Christopher Alexander on an Extended Physics
“… In physics, the effort has always been to take the geometry of a material system and to derive from it, predictions about the dynamic behavior, forces, and causal interactions … which follow from a particular configuration.
In art and building … Again we have geometry, but here we seek especially to derive from it, or predict from it, the harmony, gracefulness, and quality of life, which different geometries may have.
Further, still, in the study of living systems – ecosystems and organisms – we have yet a third problem. Here we have geometric structures, and we seek to derive from their geometry both the behavior of the systems (in that regards it is like physics) and the health or degree of life and coherence of the systems (in that regard it is like art and architecture).
In what follows now, I am taking the view that all three cases are to be included in a single view of matter … our picture of the matter-space of the universe must be modified in a way that is consistent with the insights of 20th-century physics … matter-space must have certain additional features, not provided for by contemporary physics, which allow us to see the wholeness as it occurs in space, thus forming an extension of the present picture.

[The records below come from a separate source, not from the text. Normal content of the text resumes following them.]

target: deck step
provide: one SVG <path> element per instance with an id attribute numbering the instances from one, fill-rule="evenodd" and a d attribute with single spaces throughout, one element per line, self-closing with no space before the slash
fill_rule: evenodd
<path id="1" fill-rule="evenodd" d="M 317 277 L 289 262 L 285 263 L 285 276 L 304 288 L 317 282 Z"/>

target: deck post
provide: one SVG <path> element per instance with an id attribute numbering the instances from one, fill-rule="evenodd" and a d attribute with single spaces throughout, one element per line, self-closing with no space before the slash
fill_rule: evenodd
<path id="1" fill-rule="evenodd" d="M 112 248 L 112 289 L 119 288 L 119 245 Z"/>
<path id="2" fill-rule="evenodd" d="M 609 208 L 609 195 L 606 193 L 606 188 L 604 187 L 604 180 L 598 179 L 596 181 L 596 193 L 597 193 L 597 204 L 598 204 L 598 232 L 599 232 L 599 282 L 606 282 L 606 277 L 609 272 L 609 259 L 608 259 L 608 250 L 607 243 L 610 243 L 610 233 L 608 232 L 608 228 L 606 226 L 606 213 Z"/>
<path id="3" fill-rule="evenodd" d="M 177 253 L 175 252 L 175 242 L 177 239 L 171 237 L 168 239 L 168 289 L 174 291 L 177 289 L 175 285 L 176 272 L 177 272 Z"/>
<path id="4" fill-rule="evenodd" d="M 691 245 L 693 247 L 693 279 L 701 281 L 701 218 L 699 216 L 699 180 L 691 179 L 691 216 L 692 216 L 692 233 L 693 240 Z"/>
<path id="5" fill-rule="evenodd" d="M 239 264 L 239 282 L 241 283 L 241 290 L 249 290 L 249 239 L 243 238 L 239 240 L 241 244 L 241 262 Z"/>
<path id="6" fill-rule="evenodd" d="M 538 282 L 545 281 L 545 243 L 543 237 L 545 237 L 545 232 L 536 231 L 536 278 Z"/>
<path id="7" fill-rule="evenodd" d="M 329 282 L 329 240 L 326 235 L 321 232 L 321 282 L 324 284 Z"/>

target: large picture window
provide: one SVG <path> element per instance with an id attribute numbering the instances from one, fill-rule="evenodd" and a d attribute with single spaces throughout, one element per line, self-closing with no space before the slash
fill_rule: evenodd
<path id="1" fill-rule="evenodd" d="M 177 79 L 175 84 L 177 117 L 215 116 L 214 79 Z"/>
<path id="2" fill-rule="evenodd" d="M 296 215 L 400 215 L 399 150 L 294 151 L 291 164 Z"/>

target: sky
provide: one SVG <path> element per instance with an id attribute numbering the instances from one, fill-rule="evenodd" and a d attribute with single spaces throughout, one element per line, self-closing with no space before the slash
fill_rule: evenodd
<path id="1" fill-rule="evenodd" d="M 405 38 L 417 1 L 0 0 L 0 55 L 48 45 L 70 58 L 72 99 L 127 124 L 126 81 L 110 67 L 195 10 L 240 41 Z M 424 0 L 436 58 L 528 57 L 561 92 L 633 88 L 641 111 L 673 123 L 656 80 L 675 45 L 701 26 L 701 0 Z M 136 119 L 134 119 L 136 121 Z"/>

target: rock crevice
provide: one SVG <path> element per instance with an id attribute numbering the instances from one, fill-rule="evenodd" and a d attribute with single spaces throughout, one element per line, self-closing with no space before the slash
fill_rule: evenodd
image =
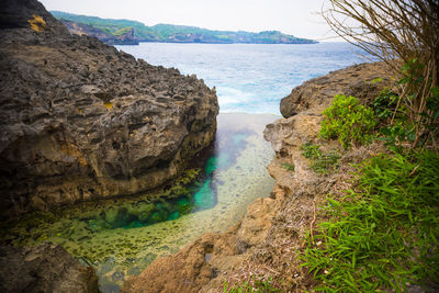
<path id="1" fill-rule="evenodd" d="M 206 234 L 177 255 L 154 261 L 139 277 L 130 279 L 123 292 L 223 292 L 225 280 L 230 289 L 251 282 L 251 278 L 268 277 L 282 292 L 304 291 L 312 281 L 300 267 L 296 251 L 303 248 L 318 206 L 328 192 L 347 188 L 352 162 L 360 162 L 380 146 L 344 154 L 338 171 L 326 176 L 311 169 L 301 146 L 312 142 L 323 148 L 339 147 L 336 142 L 318 138 L 323 110 L 337 93 L 357 95 L 368 103 L 390 83 L 386 76 L 383 64 L 362 64 L 293 89 L 282 101 L 285 109 L 293 109 L 289 117 L 267 125 L 264 131 L 275 150 L 268 166 L 275 179 L 271 196 L 256 200 L 228 232 Z M 383 80 L 372 82 L 375 78 Z M 285 164 L 294 170 L 284 168 Z"/>
<path id="2" fill-rule="evenodd" d="M 202 80 L 70 35 L 37 1 L 1 8 L 3 217 L 160 187 L 213 140 Z"/>

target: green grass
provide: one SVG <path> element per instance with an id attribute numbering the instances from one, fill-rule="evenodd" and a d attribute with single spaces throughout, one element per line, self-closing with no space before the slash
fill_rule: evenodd
<path id="1" fill-rule="evenodd" d="M 244 282 L 233 288 L 228 288 L 228 282 L 224 281 L 224 293 L 280 293 L 281 291 L 273 286 L 271 278 L 268 280 L 251 279 L 250 282 Z"/>
<path id="2" fill-rule="evenodd" d="M 319 135 L 325 139 L 340 142 L 345 149 L 353 144 L 368 144 L 374 135 L 378 124 L 373 110 L 359 104 L 354 97 L 336 94 L 333 103 L 323 112 L 325 120 L 322 122 Z"/>
<path id="3" fill-rule="evenodd" d="M 294 165 L 293 164 L 289 164 L 289 162 L 282 162 L 281 167 L 283 169 L 286 169 L 288 171 L 294 171 Z"/>
<path id="4" fill-rule="evenodd" d="M 319 174 L 328 174 L 338 168 L 340 154 L 336 150 L 322 151 L 319 145 L 306 143 L 301 146 L 302 156 L 309 159 L 309 167 Z"/>
<path id="5" fill-rule="evenodd" d="M 359 167 L 356 190 L 328 199 L 329 221 L 302 259 L 324 292 L 406 291 L 439 284 L 439 156 L 381 155 Z M 314 245 L 319 244 L 319 245 Z"/>

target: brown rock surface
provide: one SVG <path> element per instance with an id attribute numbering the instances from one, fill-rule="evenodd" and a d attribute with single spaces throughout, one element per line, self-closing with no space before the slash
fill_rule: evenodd
<path id="1" fill-rule="evenodd" d="M 303 111 L 267 125 L 264 131 L 277 154 L 268 166 L 277 180 L 273 199 L 258 199 L 240 224 L 227 233 L 204 235 L 177 255 L 154 261 L 139 277 L 131 279 L 123 292 L 224 292 L 224 280 L 232 288 L 251 281 L 251 277 L 272 278 L 281 292 L 307 289 L 312 281 L 299 266 L 297 251 L 303 249 L 304 237 L 316 217 L 318 221 L 319 205 L 328 192 L 338 194 L 349 188 L 351 162 L 360 162 L 381 148 L 373 144 L 342 153 L 336 142 L 319 140 L 322 111 L 336 93 L 351 91 L 367 103 L 389 84 L 390 79 L 381 76 L 384 71 L 382 64 L 359 65 L 294 89 L 302 92 L 304 103 L 296 111 Z M 382 82 L 370 82 L 381 77 Z M 365 90 L 371 87 L 373 91 Z M 320 176 L 313 171 L 300 149 L 307 142 L 319 143 L 323 149 L 338 148 L 342 153 L 338 172 Z M 294 171 L 282 164 L 294 165 Z"/>
<path id="2" fill-rule="evenodd" d="M 60 246 L 0 247 L 1 292 L 99 292 L 98 275 Z"/>
<path id="3" fill-rule="evenodd" d="M 383 79 L 376 81 L 376 79 Z M 285 119 L 312 108 L 326 108 L 337 93 L 353 95 L 368 103 L 391 84 L 389 68 L 382 63 L 360 64 L 305 81 L 281 100 Z"/>
<path id="4" fill-rule="evenodd" d="M 70 35 L 35 0 L 0 5 L 2 217 L 157 188 L 211 144 L 202 80 Z"/>

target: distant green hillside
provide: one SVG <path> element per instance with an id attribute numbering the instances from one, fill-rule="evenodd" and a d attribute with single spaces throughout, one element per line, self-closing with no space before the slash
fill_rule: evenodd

The existence of centers and wholeness
… wholeness – a pervasive multi-level structure created by centers throughout space, together with the idea that different centers have different degrees of life and centeredness…
Value and life as part of space itself
… each spatial region, at every scale, has a relative value, and a relative degree of life.
Time asymmetry: Structure preserving transformations as the origin of the laws of physics and biology
One of the most unsatisfactory aspects of Cartesian physics has been the so-called symmetry of time: the fact that classical equations do not, for the most part, distinguish between forward and backwards. Like a clock mechanism, the mechanistic universe can run backwards and forwards equally well … However, our world picture would be far more satisfactory if there is an overall and natural sense in which ‘forwards’ and ‘backwards’ are essentially different.
The world picture which I have been describing provides such an asymmetry in a natural way. In the physics contemplated for a world picture based on wholeness and its transformations, all laws will (I believe) fall out as natural consequences of the principle of unfolding wholeness … That principle will say, only, that the next step after a given configuration will be the one which does most to preserve and extend the structure … for the first time the possibility occurs of a natural way for understanding time-asymmetric laws as the foundation of all physical processes.
The personal quality of space
… a personal link with our own self is connected to each region of space, in that degree to which that region of the space has life or is centered … feeling – also appears in space.
The Ultimate I
To reconcile the vision of matter with the experience of personal relatedness we feel when in touch with living structure, I have, in addition, introduced the conception that living centers open some kind of window or tunnel to a ground and to an ultimate I which constitutes this ground … as the matter-space becomes organized it becomes more and more strongly linked to this ultimate ground which lies beneath it, or inside it, or throughout it.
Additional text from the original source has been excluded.